Le 16 septembre 2025
Volume 43, Numéro 7
Opinion

Le mot en d... qu'on ne voudrait prononcer

Tranche de vie. Je ne croîs plus depuis bien longtemps. Notez bien l'accent circonflexe, comme dans le verbe croître. Il faut bien croire qu'à force de laisser l'intelligence numérique s'occuper de nos textes, on en perd nos accents, mais ceci est une autre histoire… 

Quand j'étais petit, ma grand-maman mesurait ma taille sur un coin de mur avec une boîte de céréales et un crayon de plomb. Et d'une fois à l'autre, j'étais de moins en moins petit. Un beau jour, les traits de crayon ont cessé de grimper et on a bien vu que je ne croissais plus… et on n'en fit pas tout un plat.  

J'aimerais bien que ce soit la même chose avec les pays. 

Un jour viendra où il faudra discuter de l'infâme mot en d qu'on évite comme la peste dans les cercles politiques. Ce mot en d qui se retrouve surtout dans la bouche des amateurs de mode de vie alternatif, néo-hippies et autres chevelus: "décroissance". 

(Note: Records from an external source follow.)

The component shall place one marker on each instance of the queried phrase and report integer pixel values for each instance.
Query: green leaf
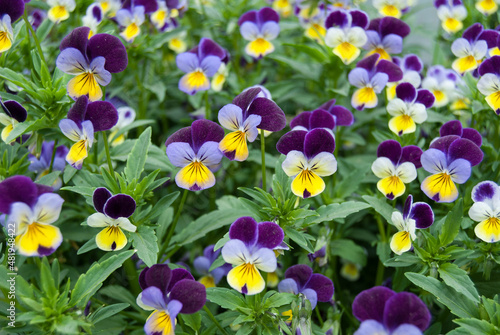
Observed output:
(137, 157)
(90, 282)
(458, 279)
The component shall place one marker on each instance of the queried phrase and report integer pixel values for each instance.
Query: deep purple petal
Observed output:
(119, 206)
(407, 308)
(244, 229)
(369, 304)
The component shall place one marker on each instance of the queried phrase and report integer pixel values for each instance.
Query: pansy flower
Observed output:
(91, 61)
(167, 293)
(451, 13)
(418, 215)
(60, 9)
(411, 65)
(408, 108)
(370, 76)
(112, 214)
(195, 150)
(260, 28)
(13, 114)
(203, 263)
(486, 211)
(250, 249)
(199, 64)
(83, 120)
(385, 37)
(396, 166)
(346, 33)
(10, 11)
(244, 117)
(33, 209)
(383, 311)
(309, 156)
(472, 47)
(489, 83)
(314, 286)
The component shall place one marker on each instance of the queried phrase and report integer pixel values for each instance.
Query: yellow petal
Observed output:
(245, 278)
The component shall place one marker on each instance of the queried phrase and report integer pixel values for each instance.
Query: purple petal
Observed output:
(369, 304)
(390, 149)
(270, 235)
(119, 206)
(99, 198)
(407, 308)
(316, 141)
(293, 140)
(245, 230)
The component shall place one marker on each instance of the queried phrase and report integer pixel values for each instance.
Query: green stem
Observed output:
(214, 320)
(263, 155)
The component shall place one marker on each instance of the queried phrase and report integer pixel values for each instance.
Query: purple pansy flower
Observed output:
(167, 293)
(260, 28)
(91, 60)
(396, 166)
(112, 215)
(309, 156)
(370, 76)
(33, 209)
(385, 37)
(408, 108)
(199, 64)
(203, 263)
(244, 117)
(418, 215)
(195, 149)
(381, 310)
(250, 249)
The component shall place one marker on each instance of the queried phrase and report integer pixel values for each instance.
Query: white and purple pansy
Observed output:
(385, 37)
(195, 150)
(346, 33)
(91, 61)
(370, 76)
(309, 156)
(260, 28)
(167, 293)
(408, 108)
(486, 211)
(250, 249)
(112, 214)
(396, 166)
(472, 47)
(199, 64)
(244, 117)
(383, 311)
(418, 215)
(33, 209)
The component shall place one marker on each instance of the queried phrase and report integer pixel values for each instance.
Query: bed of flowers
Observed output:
(250, 167)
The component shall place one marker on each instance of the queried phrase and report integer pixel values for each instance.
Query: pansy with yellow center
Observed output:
(486, 211)
(60, 9)
(244, 117)
(167, 293)
(346, 33)
(396, 166)
(195, 150)
(309, 156)
(260, 28)
(370, 76)
(409, 108)
(112, 215)
(418, 215)
(91, 61)
(250, 249)
(33, 209)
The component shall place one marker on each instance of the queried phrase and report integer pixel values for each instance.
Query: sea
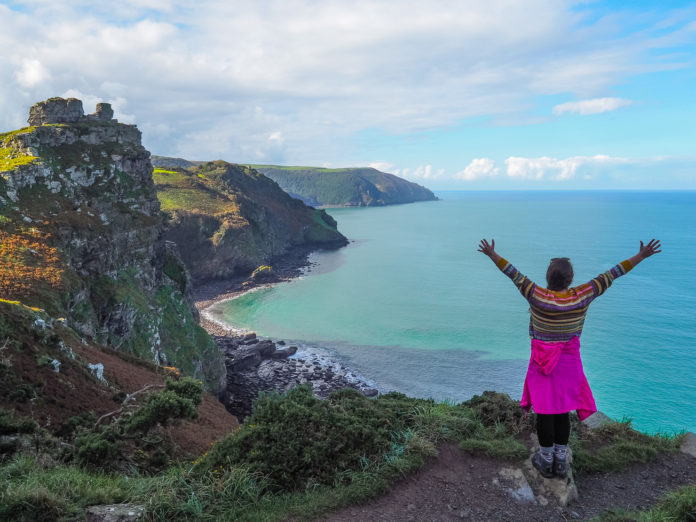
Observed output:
(411, 306)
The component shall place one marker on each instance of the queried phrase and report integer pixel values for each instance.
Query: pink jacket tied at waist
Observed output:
(555, 381)
(546, 354)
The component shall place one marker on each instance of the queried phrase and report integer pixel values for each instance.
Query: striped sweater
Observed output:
(559, 316)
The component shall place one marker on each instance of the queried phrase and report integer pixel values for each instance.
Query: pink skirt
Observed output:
(556, 382)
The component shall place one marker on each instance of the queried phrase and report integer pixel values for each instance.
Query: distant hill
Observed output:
(348, 187)
(228, 219)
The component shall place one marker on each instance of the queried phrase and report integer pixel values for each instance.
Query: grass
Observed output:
(238, 478)
(677, 506)
(344, 186)
(9, 160)
(615, 446)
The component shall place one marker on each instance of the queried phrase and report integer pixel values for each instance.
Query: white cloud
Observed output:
(478, 168)
(384, 166)
(545, 168)
(276, 137)
(320, 71)
(420, 173)
(31, 73)
(593, 106)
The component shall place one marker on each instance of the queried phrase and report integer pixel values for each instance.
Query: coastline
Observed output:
(256, 364)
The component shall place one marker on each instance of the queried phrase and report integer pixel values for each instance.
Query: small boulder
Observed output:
(104, 112)
(285, 352)
(560, 491)
(114, 513)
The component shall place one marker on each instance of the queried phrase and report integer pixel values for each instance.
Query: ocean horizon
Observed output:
(411, 305)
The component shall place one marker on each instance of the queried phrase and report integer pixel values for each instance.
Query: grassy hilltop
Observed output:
(229, 219)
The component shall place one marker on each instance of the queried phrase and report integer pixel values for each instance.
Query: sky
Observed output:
(451, 94)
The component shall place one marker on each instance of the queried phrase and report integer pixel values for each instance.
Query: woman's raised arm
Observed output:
(645, 251)
(523, 284)
(489, 249)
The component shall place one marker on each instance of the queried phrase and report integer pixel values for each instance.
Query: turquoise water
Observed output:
(411, 304)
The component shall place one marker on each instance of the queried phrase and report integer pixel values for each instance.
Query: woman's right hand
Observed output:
(488, 248)
(652, 248)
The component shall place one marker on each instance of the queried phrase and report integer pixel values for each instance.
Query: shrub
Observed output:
(98, 450)
(494, 409)
(10, 424)
(296, 439)
(103, 446)
(615, 446)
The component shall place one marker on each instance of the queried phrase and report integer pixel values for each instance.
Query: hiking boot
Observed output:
(544, 467)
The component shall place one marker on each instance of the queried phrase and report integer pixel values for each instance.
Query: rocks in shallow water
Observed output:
(286, 352)
(262, 367)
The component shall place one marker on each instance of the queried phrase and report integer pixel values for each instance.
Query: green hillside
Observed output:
(228, 219)
(348, 187)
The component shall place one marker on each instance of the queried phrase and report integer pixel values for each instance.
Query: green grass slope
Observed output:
(230, 219)
(349, 187)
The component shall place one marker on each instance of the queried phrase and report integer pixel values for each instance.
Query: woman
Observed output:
(555, 382)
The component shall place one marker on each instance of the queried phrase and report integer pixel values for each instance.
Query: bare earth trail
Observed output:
(460, 486)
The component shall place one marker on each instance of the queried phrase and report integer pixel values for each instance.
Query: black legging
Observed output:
(553, 428)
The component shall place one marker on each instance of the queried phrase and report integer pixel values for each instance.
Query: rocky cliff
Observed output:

Prenez le problème dans un sens comme dans l'autre et vous verrez bien, comme ma grand-mère jadis, qu'il n'y a plus grand espace entre les traits de crayon sur le mur de la cuisine. 

Il y a aussi le mot en p avec lequel on aime bien se gargariser: "productivité". Des esprits bien plus fins que le mien s'y sont penchés et on n'arrive toujours pas à trouver quels derrières botter pour l'augmenter; au Québec pour rattraper l'Ontario (l'obsession de notre PM) et au Canada pour rattraper les pays développés. Un Canadien produit environ pour 75$ US par heure travaillée, un Norvégien le double. Il y a des aides financières, des ressources payées et formées, des campagnes de sensibilisation et malgré tout cela on n'y arrive pas. 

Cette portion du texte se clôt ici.